O evento está previsto para ocorrer às 16 horas no plenário 3 e atende a uma solicitação do deputado João Daniel, representando o estado de Sergipe. O parlamentar enfatiza que a neurodivergência, que abrange condições como o autismo, TDAH e outras divergências cognitivas, deve ser reconhecida como parte da diversidade humana, não como uma doença ou incapacidade. Para João Daniel, a modificação da percepção pública sobre essas condições é fundamental para que legislações e políticas públicas respeitem e reconheçam as diferenças neurológicas.
Além disso, o deputado levantou questões pertinentes sobre as terapias tradicionais utilizadas com pessoas neurodivergentes, argumentando que muitas delas tentam forçar o comportamento dos indivíduos a se ajustarem a um padrão considerado “normal”. Essa prática, segundo seu ponto de vista, pode ameaçar a autonomia e a saúde emocional dos indivíduos, interferindo negativamente em sua maneira de ser.

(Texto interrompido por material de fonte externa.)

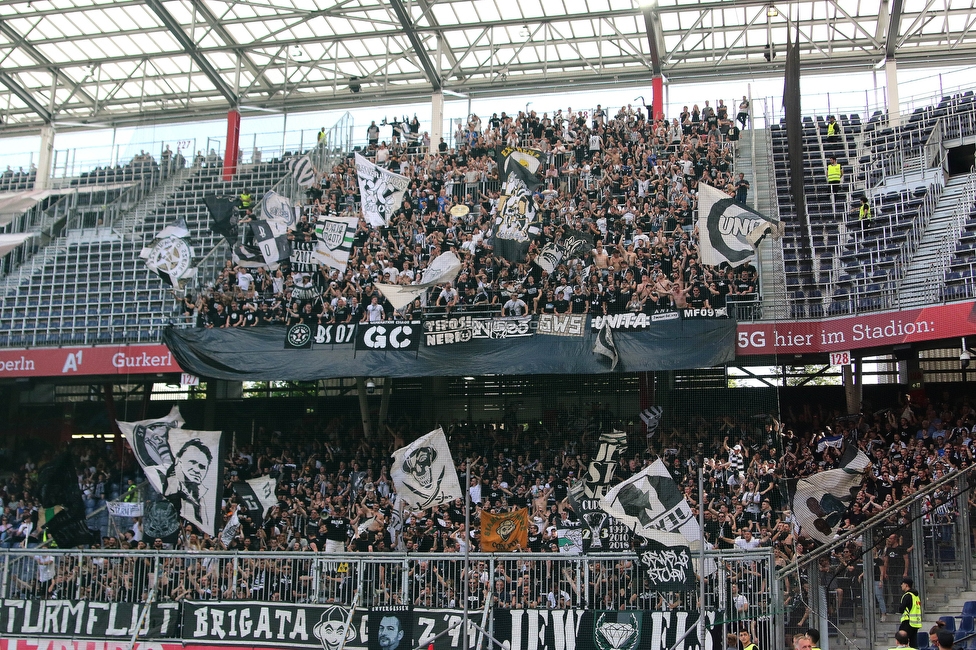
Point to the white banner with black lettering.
(124, 509)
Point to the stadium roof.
(119, 62)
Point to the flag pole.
(467, 549)
(701, 556)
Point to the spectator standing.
(741, 189)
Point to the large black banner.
(256, 354)
(74, 618)
(320, 627)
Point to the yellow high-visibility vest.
(914, 614)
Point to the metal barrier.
(847, 588)
(740, 590)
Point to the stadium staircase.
(753, 158)
(132, 218)
(925, 279)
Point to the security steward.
(835, 173)
(833, 129)
(911, 612)
(864, 214)
(745, 641)
(901, 640)
(814, 635)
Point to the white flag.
(170, 255)
(443, 268)
(652, 505)
(821, 499)
(728, 231)
(124, 509)
(334, 239)
(381, 192)
(605, 345)
(303, 171)
(149, 440)
(195, 477)
(423, 472)
(277, 211)
(231, 528)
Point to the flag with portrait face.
(149, 441)
(381, 192)
(504, 531)
(193, 482)
(424, 474)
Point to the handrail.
(857, 531)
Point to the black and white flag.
(303, 170)
(257, 496)
(149, 440)
(223, 216)
(278, 211)
(575, 243)
(508, 157)
(604, 345)
(516, 222)
(652, 418)
(274, 246)
(730, 231)
(820, 500)
(194, 481)
(652, 505)
(250, 257)
(381, 191)
(424, 474)
(184, 466)
(443, 268)
(170, 255)
(334, 239)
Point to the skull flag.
(423, 472)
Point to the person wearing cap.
(835, 174)
(833, 129)
(911, 611)
(901, 640)
(946, 640)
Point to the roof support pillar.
(43, 179)
(233, 147)
(436, 120)
(891, 77)
(657, 97)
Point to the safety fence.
(740, 592)
(849, 588)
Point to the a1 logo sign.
(840, 358)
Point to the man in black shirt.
(338, 530)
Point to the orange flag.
(507, 531)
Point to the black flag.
(58, 483)
(223, 216)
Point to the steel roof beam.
(894, 25)
(25, 96)
(193, 52)
(433, 75)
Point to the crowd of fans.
(335, 495)
(629, 182)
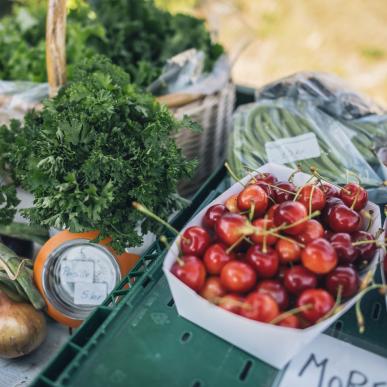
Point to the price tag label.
(328, 362)
(77, 271)
(89, 294)
(287, 150)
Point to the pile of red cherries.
(278, 253)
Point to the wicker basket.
(212, 111)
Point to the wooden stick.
(56, 45)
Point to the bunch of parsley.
(96, 147)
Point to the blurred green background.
(280, 37)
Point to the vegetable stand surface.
(137, 338)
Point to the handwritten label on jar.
(89, 294)
(328, 362)
(287, 150)
(77, 271)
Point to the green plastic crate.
(139, 340)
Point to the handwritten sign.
(287, 150)
(328, 362)
(77, 271)
(89, 294)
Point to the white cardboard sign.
(273, 344)
(328, 362)
(287, 150)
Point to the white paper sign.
(77, 271)
(328, 362)
(89, 294)
(287, 150)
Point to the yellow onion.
(22, 327)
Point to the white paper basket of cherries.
(273, 262)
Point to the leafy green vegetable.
(141, 37)
(135, 35)
(22, 40)
(92, 150)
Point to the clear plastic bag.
(293, 132)
(365, 122)
(17, 97)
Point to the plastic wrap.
(365, 122)
(295, 133)
(17, 97)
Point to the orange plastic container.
(125, 262)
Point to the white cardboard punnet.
(273, 344)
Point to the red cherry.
(288, 213)
(319, 256)
(281, 196)
(297, 279)
(213, 214)
(231, 227)
(271, 210)
(365, 251)
(276, 290)
(342, 219)
(262, 225)
(231, 303)
(330, 203)
(195, 241)
(260, 307)
(238, 277)
(290, 321)
(342, 244)
(354, 196)
(313, 230)
(253, 194)
(322, 302)
(190, 270)
(288, 250)
(267, 188)
(329, 190)
(265, 264)
(231, 204)
(216, 257)
(311, 194)
(212, 289)
(344, 276)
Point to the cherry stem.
(150, 214)
(310, 198)
(366, 242)
(236, 243)
(279, 236)
(355, 198)
(252, 210)
(318, 176)
(291, 312)
(302, 186)
(280, 189)
(306, 218)
(240, 304)
(232, 174)
(359, 313)
(264, 244)
(336, 307)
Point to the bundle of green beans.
(265, 121)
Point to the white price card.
(89, 294)
(77, 271)
(328, 362)
(287, 150)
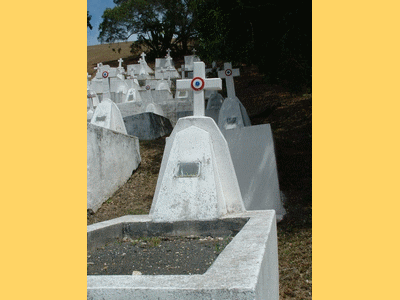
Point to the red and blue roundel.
(197, 84)
(228, 72)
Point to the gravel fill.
(156, 255)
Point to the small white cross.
(228, 73)
(198, 84)
(120, 63)
(99, 65)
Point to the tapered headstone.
(198, 84)
(228, 73)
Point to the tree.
(159, 24)
(89, 18)
(274, 35)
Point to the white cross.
(120, 63)
(198, 84)
(228, 73)
(99, 65)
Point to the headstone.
(228, 73)
(107, 115)
(132, 95)
(111, 159)
(165, 68)
(198, 84)
(253, 155)
(197, 180)
(147, 126)
(214, 106)
(232, 115)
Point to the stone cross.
(228, 73)
(99, 65)
(198, 84)
(120, 63)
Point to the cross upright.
(99, 65)
(198, 84)
(228, 73)
(120, 63)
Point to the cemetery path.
(290, 117)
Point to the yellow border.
(355, 149)
(43, 161)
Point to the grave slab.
(253, 155)
(111, 159)
(197, 180)
(214, 105)
(147, 126)
(246, 269)
(107, 115)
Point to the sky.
(96, 9)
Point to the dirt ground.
(290, 117)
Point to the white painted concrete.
(111, 159)
(198, 85)
(210, 189)
(253, 155)
(247, 269)
(228, 73)
(232, 115)
(107, 115)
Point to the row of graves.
(218, 174)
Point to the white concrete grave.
(228, 73)
(107, 115)
(197, 180)
(253, 155)
(165, 68)
(198, 84)
(214, 105)
(111, 159)
(247, 269)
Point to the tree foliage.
(159, 24)
(274, 35)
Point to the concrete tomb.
(111, 159)
(107, 115)
(197, 179)
(147, 126)
(214, 106)
(253, 155)
(197, 191)
(228, 73)
(247, 269)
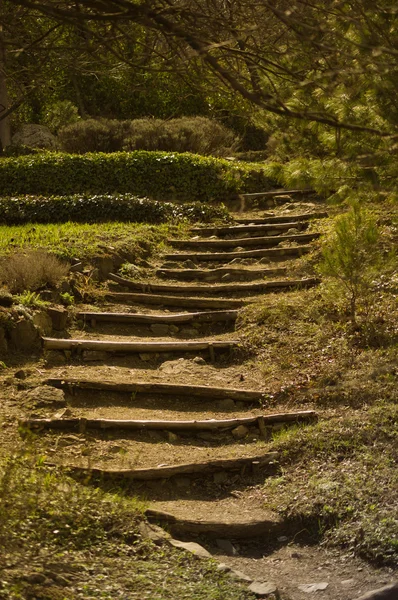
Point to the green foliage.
(159, 175)
(28, 298)
(352, 258)
(31, 270)
(86, 208)
(60, 114)
(188, 134)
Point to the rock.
(170, 265)
(55, 358)
(144, 263)
(94, 355)
(220, 477)
(189, 332)
(198, 360)
(310, 588)
(240, 432)
(3, 342)
(35, 136)
(389, 592)
(223, 568)
(45, 395)
(35, 578)
(189, 264)
(227, 547)
(58, 579)
(262, 590)
(59, 318)
(21, 374)
(239, 576)
(154, 533)
(43, 322)
(76, 268)
(227, 404)
(159, 328)
(69, 440)
(191, 547)
(6, 298)
(105, 265)
(182, 482)
(24, 336)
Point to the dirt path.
(217, 498)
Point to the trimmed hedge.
(158, 175)
(83, 208)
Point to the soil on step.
(291, 565)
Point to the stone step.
(223, 288)
(135, 347)
(211, 275)
(213, 528)
(196, 469)
(81, 424)
(144, 319)
(185, 302)
(261, 242)
(264, 229)
(205, 392)
(271, 253)
(282, 218)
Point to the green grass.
(340, 480)
(84, 241)
(51, 524)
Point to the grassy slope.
(339, 477)
(88, 544)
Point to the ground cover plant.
(189, 134)
(158, 175)
(85, 240)
(60, 540)
(102, 208)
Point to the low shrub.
(188, 134)
(84, 208)
(158, 175)
(31, 270)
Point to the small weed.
(67, 299)
(31, 299)
(31, 270)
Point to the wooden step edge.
(178, 301)
(192, 274)
(283, 218)
(237, 228)
(106, 346)
(279, 192)
(214, 529)
(144, 319)
(252, 241)
(166, 472)
(201, 391)
(214, 288)
(81, 423)
(227, 256)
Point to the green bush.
(157, 175)
(188, 134)
(83, 208)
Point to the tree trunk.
(5, 133)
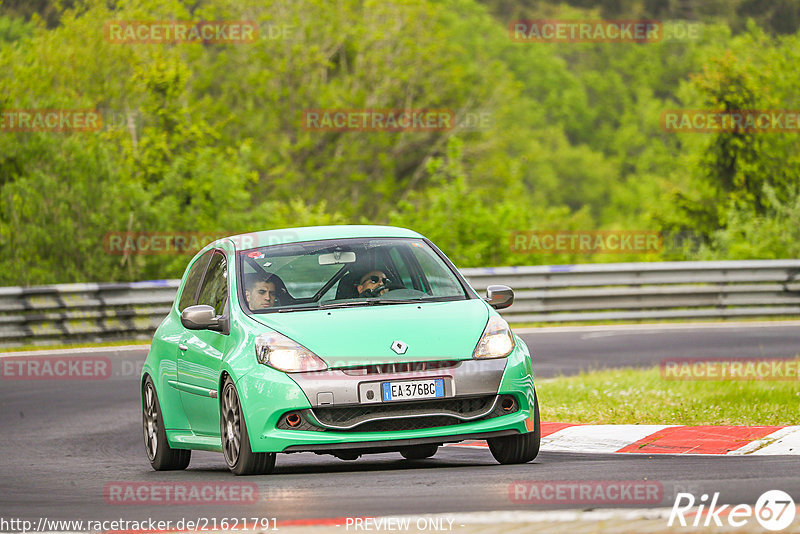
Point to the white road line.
(77, 350)
(597, 438)
(788, 443)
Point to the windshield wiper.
(295, 308)
(348, 303)
(372, 301)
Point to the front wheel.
(419, 452)
(520, 448)
(239, 456)
(162, 457)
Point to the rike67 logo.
(774, 510)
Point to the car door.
(201, 352)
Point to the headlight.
(284, 354)
(497, 340)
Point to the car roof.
(317, 233)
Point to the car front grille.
(399, 367)
(384, 417)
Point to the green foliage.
(209, 137)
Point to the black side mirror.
(200, 317)
(499, 297)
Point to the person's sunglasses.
(375, 279)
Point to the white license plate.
(413, 389)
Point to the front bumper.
(313, 394)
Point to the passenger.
(260, 291)
(373, 284)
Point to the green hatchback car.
(341, 340)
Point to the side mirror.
(499, 297)
(200, 317)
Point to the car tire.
(520, 448)
(419, 452)
(239, 456)
(162, 457)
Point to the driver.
(373, 284)
(260, 291)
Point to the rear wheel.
(419, 452)
(520, 448)
(239, 456)
(162, 457)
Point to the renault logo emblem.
(399, 347)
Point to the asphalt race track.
(65, 442)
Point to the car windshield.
(344, 273)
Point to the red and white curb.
(666, 439)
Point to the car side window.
(193, 280)
(214, 291)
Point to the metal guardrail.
(543, 294)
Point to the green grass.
(677, 320)
(628, 396)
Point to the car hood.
(364, 335)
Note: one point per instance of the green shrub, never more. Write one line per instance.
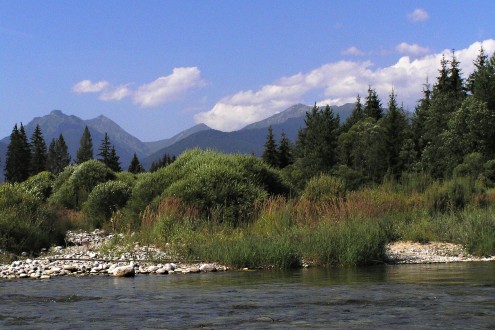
(324, 188)
(40, 185)
(26, 224)
(104, 200)
(84, 177)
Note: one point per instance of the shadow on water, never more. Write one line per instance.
(442, 295)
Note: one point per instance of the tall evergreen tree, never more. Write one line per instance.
(17, 160)
(285, 157)
(270, 154)
(114, 161)
(135, 167)
(58, 155)
(317, 142)
(105, 150)
(85, 151)
(356, 115)
(38, 152)
(396, 132)
(373, 106)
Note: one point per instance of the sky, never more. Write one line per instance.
(159, 67)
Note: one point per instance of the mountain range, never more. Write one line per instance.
(248, 140)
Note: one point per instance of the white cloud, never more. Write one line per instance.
(354, 51)
(411, 49)
(86, 86)
(339, 83)
(162, 90)
(115, 94)
(168, 88)
(418, 15)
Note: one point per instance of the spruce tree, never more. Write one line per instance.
(38, 152)
(372, 106)
(396, 132)
(85, 151)
(114, 161)
(270, 154)
(285, 157)
(58, 155)
(356, 115)
(135, 166)
(17, 161)
(105, 150)
(316, 144)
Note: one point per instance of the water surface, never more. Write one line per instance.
(460, 295)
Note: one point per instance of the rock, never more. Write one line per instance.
(161, 271)
(124, 271)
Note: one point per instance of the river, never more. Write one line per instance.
(448, 296)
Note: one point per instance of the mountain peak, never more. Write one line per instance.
(57, 113)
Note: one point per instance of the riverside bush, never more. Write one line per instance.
(74, 191)
(26, 224)
(324, 188)
(104, 200)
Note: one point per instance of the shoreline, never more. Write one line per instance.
(83, 256)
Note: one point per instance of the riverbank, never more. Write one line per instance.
(99, 253)
(95, 254)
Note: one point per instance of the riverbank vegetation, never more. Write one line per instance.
(336, 196)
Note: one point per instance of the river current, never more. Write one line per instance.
(446, 296)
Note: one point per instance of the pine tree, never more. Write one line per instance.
(105, 150)
(135, 166)
(285, 157)
(85, 151)
(270, 154)
(38, 152)
(114, 161)
(18, 154)
(372, 106)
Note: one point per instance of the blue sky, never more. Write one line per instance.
(159, 67)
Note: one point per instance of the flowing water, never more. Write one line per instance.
(446, 296)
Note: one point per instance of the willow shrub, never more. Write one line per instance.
(221, 187)
(26, 223)
(105, 199)
(78, 182)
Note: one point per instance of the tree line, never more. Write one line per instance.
(29, 157)
(450, 133)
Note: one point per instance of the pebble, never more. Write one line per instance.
(82, 257)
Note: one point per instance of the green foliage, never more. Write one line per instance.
(18, 158)
(104, 200)
(324, 188)
(85, 151)
(38, 152)
(270, 154)
(74, 191)
(40, 185)
(26, 224)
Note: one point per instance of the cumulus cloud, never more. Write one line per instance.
(162, 90)
(418, 15)
(354, 51)
(165, 89)
(86, 86)
(411, 49)
(339, 83)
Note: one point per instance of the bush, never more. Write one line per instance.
(40, 185)
(26, 224)
(324, 188)
(104, 200)
(74, 191)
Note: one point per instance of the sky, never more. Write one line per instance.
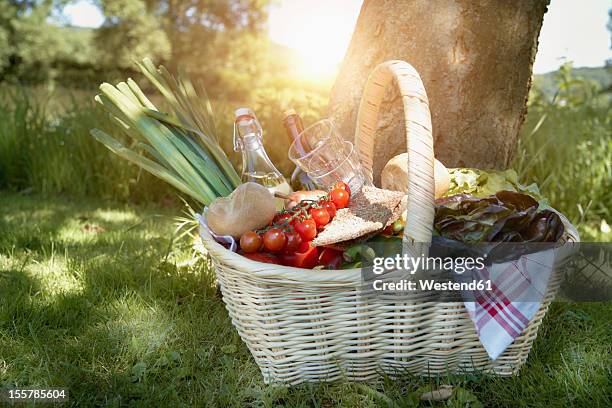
(320, 31)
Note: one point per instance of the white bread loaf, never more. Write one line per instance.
(395, 175)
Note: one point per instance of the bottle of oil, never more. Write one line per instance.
(294, 126)
(256, 165)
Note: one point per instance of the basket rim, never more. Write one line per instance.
(323, 277)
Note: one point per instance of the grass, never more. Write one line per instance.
(96, 296)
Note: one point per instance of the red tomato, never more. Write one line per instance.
(304, 246)
(343, 185)
(331, 208)
(320, 216)
(281, 218)
(340, 197)
(274, 240)
(263, 257)
(293, 242)
(307, 229)
(331, 258)
(250, 242)
(306, 260)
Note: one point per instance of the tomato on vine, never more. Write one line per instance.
(250, 242)
(343, 185)
(340, 197)
(274, 240)
(320, 216)
(330, 207)
(307, 229)
(293, 242)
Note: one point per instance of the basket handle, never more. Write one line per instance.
(420, 200)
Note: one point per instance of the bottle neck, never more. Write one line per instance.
(255, 159)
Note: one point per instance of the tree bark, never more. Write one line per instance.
(475, 59)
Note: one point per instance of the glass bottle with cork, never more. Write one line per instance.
(294, 126)
(256, 165)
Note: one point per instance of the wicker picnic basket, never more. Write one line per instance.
(315, 325)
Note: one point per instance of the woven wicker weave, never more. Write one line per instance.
(312, 325)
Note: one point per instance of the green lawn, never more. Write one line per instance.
(97, 297)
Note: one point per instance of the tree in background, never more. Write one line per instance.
(222, 43)
(132, 30)
(475, 59)
(28, 44)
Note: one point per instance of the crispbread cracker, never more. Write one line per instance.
(369, 211)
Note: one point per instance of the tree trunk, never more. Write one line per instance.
(475, 59)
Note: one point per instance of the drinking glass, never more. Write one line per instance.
(348, 170)
(326, 157)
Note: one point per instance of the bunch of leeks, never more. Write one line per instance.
(181, 147)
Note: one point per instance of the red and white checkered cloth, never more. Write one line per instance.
(518, 288)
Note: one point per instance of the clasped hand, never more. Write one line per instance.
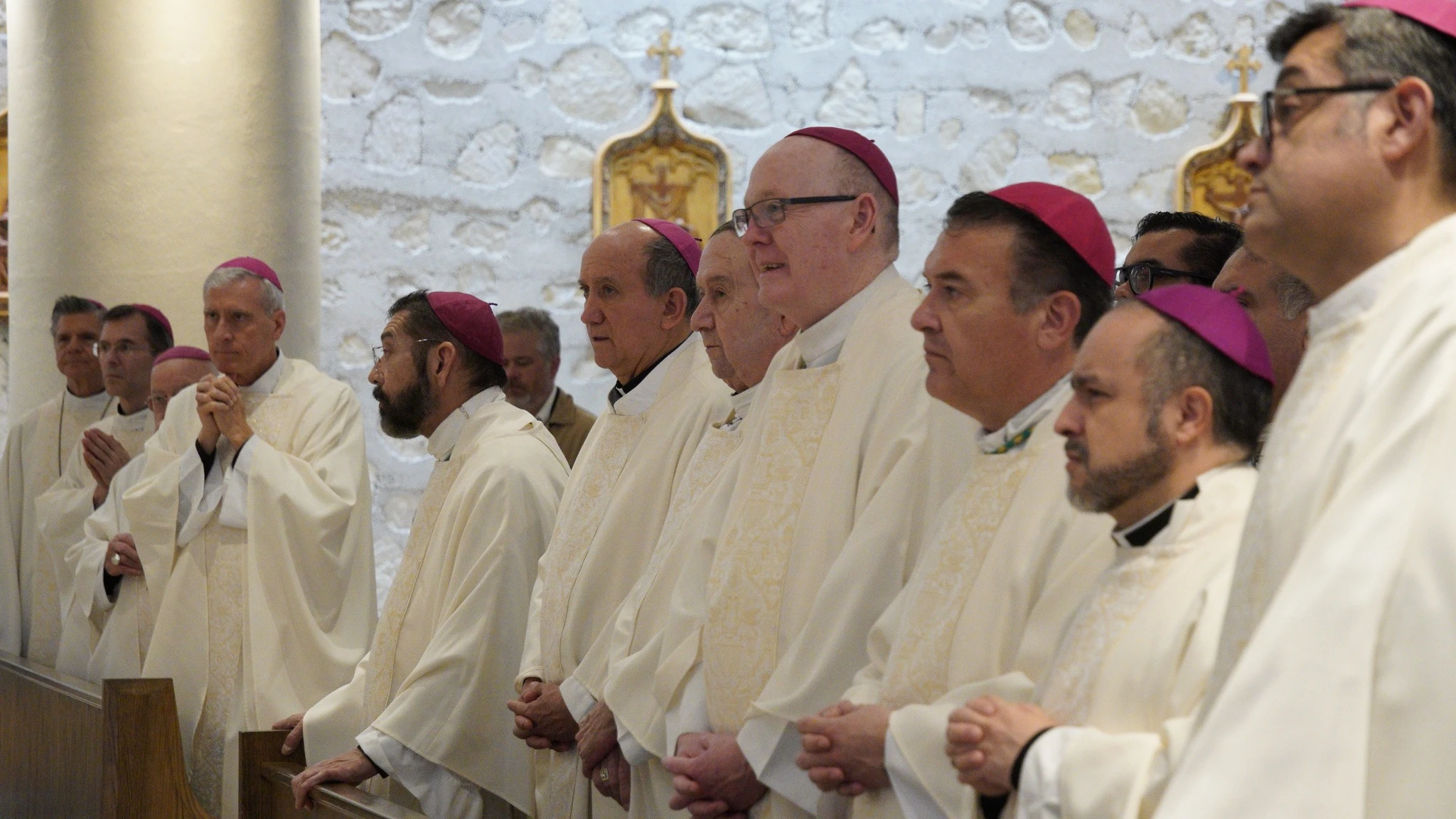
(220, 408)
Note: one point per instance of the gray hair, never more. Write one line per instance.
(537, 321)
(271, 296)
(1295, 298)
(1383, 46)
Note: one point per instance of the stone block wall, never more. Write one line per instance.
(459, 134)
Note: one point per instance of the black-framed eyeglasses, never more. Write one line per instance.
(766, 213)
(1279, 114)
(1140, 276)
(380, 353)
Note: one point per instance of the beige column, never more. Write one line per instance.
(149, 141)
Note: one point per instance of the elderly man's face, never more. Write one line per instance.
(739, 333)
(529, 375)
(1256, 282)
(171, 378)
(240, 334)
(626, 324)
(975, 338)
(126, 356)
(1115, 445)
(76, 337)
(800, 262)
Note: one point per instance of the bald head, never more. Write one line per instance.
(171, 378)
(822, 254)
(638, 295)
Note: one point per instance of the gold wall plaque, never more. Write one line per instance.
(661, 169)
(1209, 181)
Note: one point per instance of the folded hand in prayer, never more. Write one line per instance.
(542, 717)
(845, 748)
(986, 737)
(712, 777)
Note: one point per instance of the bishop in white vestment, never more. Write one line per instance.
(1011, 557)
(36, 455)
(740, 337)
(1172, 394)
(255, 515)
(843, 464)
(616, 500)
(424, 706)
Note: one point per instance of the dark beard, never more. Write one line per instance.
(1110, 487)
(401, 417)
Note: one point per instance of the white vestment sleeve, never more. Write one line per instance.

João Daniel defende que as intervenções devem ser fundamentadas em princípios éticos e científicas, além de requerer uma colaboração interdisciplinar. Os métodos adotados devem priorizar a autonomia no cotidiano, reforçar a segurança emocional, cultivar vínculos afetivos e promover uma escuta ativa das necessidades de cada indivíduo. Ele ressalta que as intervenções voltadas às pessoas neurodivergentes devem focar no apoio individualizado, buscando eliminar barreiras, ao invés de tentar apagar as maneiras diversas de perceber, sentir e interagir com o mundo.
Essa audiência pública representa um passo significativo na busca por um entendimento mais sensível e inclusivo em relação à neurodiversidade, convidando especialistas e a sociedade a refletirem sobre a importância do respeito às singularidades de cada pessoa.